Sky has fought back in the ongoing carriage dispute with Discovery, saying it wasn't prepared to pay "close to £1 billion" for its portfolio of channels - the price demanded by the US factual and sports TV giant for ongoing carriage on Sky's TV platforms.

The dispute threatens to make a dozen channels unavailable on the satellite TV service after Tuesday 31st January 2017, including Discovery, Animal Planet, TLC and Eurosport 1 and 2.

Following a breakdown in talks between the two broadcasters, Discovery went public on Wednesday evening, encouraging viewers to apply pressure on Sky, by telling them to contact Sky to protest about the changes. The US media giant said it was "committed to finding a solution with Sky." During the day, Eurosport has stepped up its social media campaign, implying that Sky didn't want to carry the channel because it doesn't show enough football.

But in a statement issued this evening, Sky made the unusual step of revealing the sum of money involved in a potential carriage deal: Discovery had wanted £1billion for its portfolio of channels, although it was not clear whether that includes carriage in both the UK/Ireland as well as Germany and Austria, where the two companies are also at loggerheads over carriage.

It claimed the recent publicity by Discovery, following a year of talks over carriage amounted to "misleading claims and aggressive actions".

"We don't boot channels off our platform"
Responding directly to criticism from viewers, Sky said it "doesn’t boot channels off [its] platform. If Discovery don’t want their channels to disappear, as their public campaign suggests, they could have made arrangement to stay on Sky, including free-to-air with advertising funding or with their own subscription, but they’ve chosen not to do so."

On Wednesday evening, Sky said the channels "will" be removed from its platform at the end of the month, while Discovery said they "could" be removed, giving rise to allegations that Sky was pulling the channels. Sky is now advising subscribers with the revised wording that these channels are "unlikely" to be available from February.

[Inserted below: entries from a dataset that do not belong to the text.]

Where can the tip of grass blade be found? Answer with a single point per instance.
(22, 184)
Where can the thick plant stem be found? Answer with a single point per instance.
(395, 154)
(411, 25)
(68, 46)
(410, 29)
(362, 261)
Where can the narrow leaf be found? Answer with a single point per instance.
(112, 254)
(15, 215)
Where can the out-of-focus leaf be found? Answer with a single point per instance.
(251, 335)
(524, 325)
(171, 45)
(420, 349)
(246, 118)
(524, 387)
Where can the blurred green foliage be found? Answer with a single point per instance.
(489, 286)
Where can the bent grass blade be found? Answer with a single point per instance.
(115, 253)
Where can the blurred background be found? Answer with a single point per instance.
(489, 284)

Sky Chief Executive Jeremy Darroch has said that Discovery wanted more money at a time when viewing of its channels has declined. He told reporters:
“Their main channel, Discovery, is down by one-third over the last 10 years. ...  In a world of so much choice, in my view, this is where success is going to lie. It’s one of the reasons why you can see from our own drama investments the scale, breadth and size of ambition we’ve now got. Because re-runs of Animal Planet just aren’t going to cut it any more, unfortunately.”

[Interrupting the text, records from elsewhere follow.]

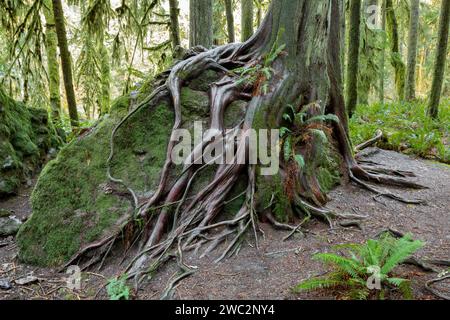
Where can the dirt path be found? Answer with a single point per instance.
(270, 272)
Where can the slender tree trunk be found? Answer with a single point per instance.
(343, 35)
(383, 52)
(410, 86)
(353, 56)
(65, 61)
(440, 62)
(105, 72)
(51, 46)
(230, 21)
(246, 19)
(396, 57)
(174, 24)
(201, 23)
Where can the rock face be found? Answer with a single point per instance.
(25, 138)
(75, 204)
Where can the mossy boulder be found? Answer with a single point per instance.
(26, 136)
(74, 203)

Sky has said it will reinvest the money that would have gone to Discovery in "better content that our customers value". It told customers "this will come from sources around the globe and home grown shows and documentaries from the UK. We will continue to offer customers a huge range of content including hundreds of shows from The History Channel, National Geographic, Sky Arts and Sky Atlantic, along with more amazing sport on Sky Sports Mix, available to all our customers."